The general strategy would allow the trial to stop early for efficacy (in either direction), but not for futility. Given the nature of the COVID-19 pandemic (with sudden and transient increases in patient volume in a given location), it may be difficult for any single trial to answer a question definitively on its own. We will also include feasibility evaluations to allow us to determine when the first wave of COVID-19 has resolved, such that further enrollment in the trial is unlikely. Given the potentially cyclic nature of COVID-19, the DSMB, principal investigator, and trial statistician may make a determination, given the totality of the evidence, whether to suspend the trial if there is clear evidence that the first wave is over in Utah, and secondarily whether to consider recurrent enrollment (without release of results to investigators) in subsequent waves of disease.

Sample size and power

Details regarding the power calculation are provided in the online supplement.
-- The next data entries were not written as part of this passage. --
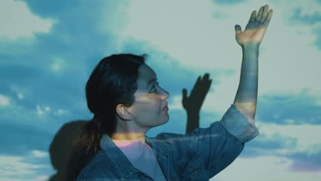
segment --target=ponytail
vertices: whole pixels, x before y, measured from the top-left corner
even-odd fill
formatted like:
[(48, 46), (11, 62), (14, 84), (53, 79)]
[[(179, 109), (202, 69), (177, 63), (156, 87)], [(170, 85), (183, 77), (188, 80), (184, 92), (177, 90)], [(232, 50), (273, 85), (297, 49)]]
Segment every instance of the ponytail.
[(73, 146), (68, 162), (66, 180), (75, 180), (82, 168), (99, 149), (99, 141), (104, 132), (99, 118), (94, 118), (84, 125), (78, 132), (78, 139)]

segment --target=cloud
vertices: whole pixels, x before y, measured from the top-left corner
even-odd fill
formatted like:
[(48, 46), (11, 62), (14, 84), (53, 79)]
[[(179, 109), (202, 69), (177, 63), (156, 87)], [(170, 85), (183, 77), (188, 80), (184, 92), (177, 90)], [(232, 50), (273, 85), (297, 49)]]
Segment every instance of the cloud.
[(320, 172), (296, 172), (290, 169), (293, 160), (281, 156), (237, 158), (211, 181), (222, 180), (309, 180), (321, 179)]
[(212, 0), (215, 4), (219, 5), (235, 5), (235, 4), (240, 4), (243, 3), (247, 1), (247, 0)]
[[(49, 174), (53, 171), (49, 165), (43, 162), (29, 162), (29, 160), (38, 160), (43, 157), (29, 156), (12, 156), (0, 155), (0, 179), (6, 181), (15, 180), (47, 180), (47, 176), (43, 174)], [(26, 159), (27, 158), (27, 159)]]
[(276, 124), (321, 124), (320, 97), (309, 90), (298, 93), (264, 95), (258, 99), (257, 119)]
[(0, 22), (3, 25), (0, 38), (32, 38), (35, 33), (49, 33), (54, 24), (52, 19), (33, 14), (24, 2), (3, 0), (0, 12)]

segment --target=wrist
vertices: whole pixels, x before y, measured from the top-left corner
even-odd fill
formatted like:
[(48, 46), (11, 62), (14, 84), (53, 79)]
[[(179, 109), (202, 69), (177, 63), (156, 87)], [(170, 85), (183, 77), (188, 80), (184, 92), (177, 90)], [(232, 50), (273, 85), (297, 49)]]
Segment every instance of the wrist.
[(260, 47), (260, 43), (259, 42), (248, 42), (246, 43), (243, 43), (241, 47), (242, 49), (259, 49)]

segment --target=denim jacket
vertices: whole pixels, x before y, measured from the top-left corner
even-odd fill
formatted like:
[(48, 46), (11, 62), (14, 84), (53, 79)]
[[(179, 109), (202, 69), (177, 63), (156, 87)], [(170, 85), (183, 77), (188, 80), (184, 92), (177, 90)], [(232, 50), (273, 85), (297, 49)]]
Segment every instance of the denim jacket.
[[(187, 134), (145, 136), (167, 180), (209, 180), (228, 167), (244, 143), (259, 134), (257, 128), (234, 105), (219, 121)], [(100, 151), (84, 167), (78, 181), (154, 180), (135, 168), (104, 134)]]

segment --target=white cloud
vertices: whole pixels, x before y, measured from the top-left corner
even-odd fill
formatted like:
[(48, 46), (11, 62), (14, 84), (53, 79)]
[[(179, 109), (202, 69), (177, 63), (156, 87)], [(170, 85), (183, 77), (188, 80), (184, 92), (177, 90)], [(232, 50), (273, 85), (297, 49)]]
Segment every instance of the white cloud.
[(49, 156), (48, 152), (42, 152), (40, 150), (32, 150), (32, 156), (36, 158), (44, 158)]
[[(48, 153), (38, 150), (32, 152), (32, 157), (0, 156), (0, 180), (2, 181), (45, 181), (48, 176), (38, 175), (37, 170), (51, 168), (49, 165), (28, 163), (27, 160), (33, 160), (48, 157)], [(27, 158), (27, 159), (26, 159)], [(52, 171), (54, 172), (54, 170)], [(21, 179), (23, 178), (23, 179)]]
[(286, 158), (260, 156), (253, 158), (238, 158), (211, 181), (318, 181), (321, 172), (294, 172), (289, 171), (293, 161)]
[(54, 24), (51, 19), (44, 19), (32, 14), (25, 2), (3, 0), (0, 3), (0, 38), (15, 40), (33, 37), (34, 33), (49, 33)]
[[(274, 14), (260, 47), (259, 95), (295, 94), (309, 88), (314, 97), (321, 97), (318, 84), (321, 51), (313, 45), (316, 36), (312, 31), (321, 25), (289, 21), (298, 7), (313, 14), (321, 5), (316, 1), (289, 2), (268, 2)], [(213, 87), (215, 91), (209, 94), (204, 105), (205, 110), (224, 112), (233, 103), (239, 82), (242, 52), (235, 39), (234, 25), (244, 30), (251, 12), (266, 3), (251, 0), (222, 8), (211, 1), (175, 1), (171, 5), (163, 1), (132, 1), (128, 23), (119, 34), (123, 39), (147, 41), (184, 66), (235, 71), (232, 77), (219, 77), (220, 84)], [(309, 7), (314, 8), (308, 14)], [(215, 18), (217, 12), (226, 16)]]
[(10, 104), (9, 98), (0, 95), (0, 106), (8, 106)]

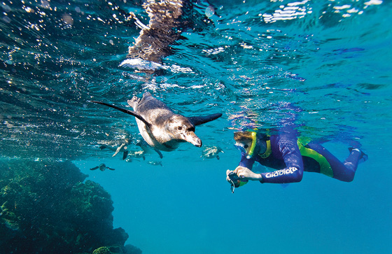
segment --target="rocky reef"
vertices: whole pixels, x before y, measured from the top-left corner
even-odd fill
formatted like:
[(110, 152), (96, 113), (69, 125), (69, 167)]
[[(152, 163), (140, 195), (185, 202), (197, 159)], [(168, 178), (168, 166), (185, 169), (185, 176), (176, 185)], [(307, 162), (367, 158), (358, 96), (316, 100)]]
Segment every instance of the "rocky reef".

The target sample size of this trial is 300 randomized subjects, with a maximum detectable odds ratio (<1, suggesting efficacy of hydroxychloroquine over azithromycin) of 0.55, which corresponds to a detectable risk ratio of 0.702. In any case, we anticipate that the data from this study will meaningfully contribute to network meta-analyses of therapeutics for COVID-19.

Conclusions

Faced with the prospect of massive statewide expansions of clinical use of untested therapies with unknown risk/benefit profiles in COVID-19, and operating within the context of global placebo-controlled trials being launched in parallel, we initiated a pragmatic trial intended to both provide treatment options in a structured environment, with informed consent and formal safety monitoring, and contribute to knowledge about which treatment strategies may be of use in subsequent waves of COVID-19 activity.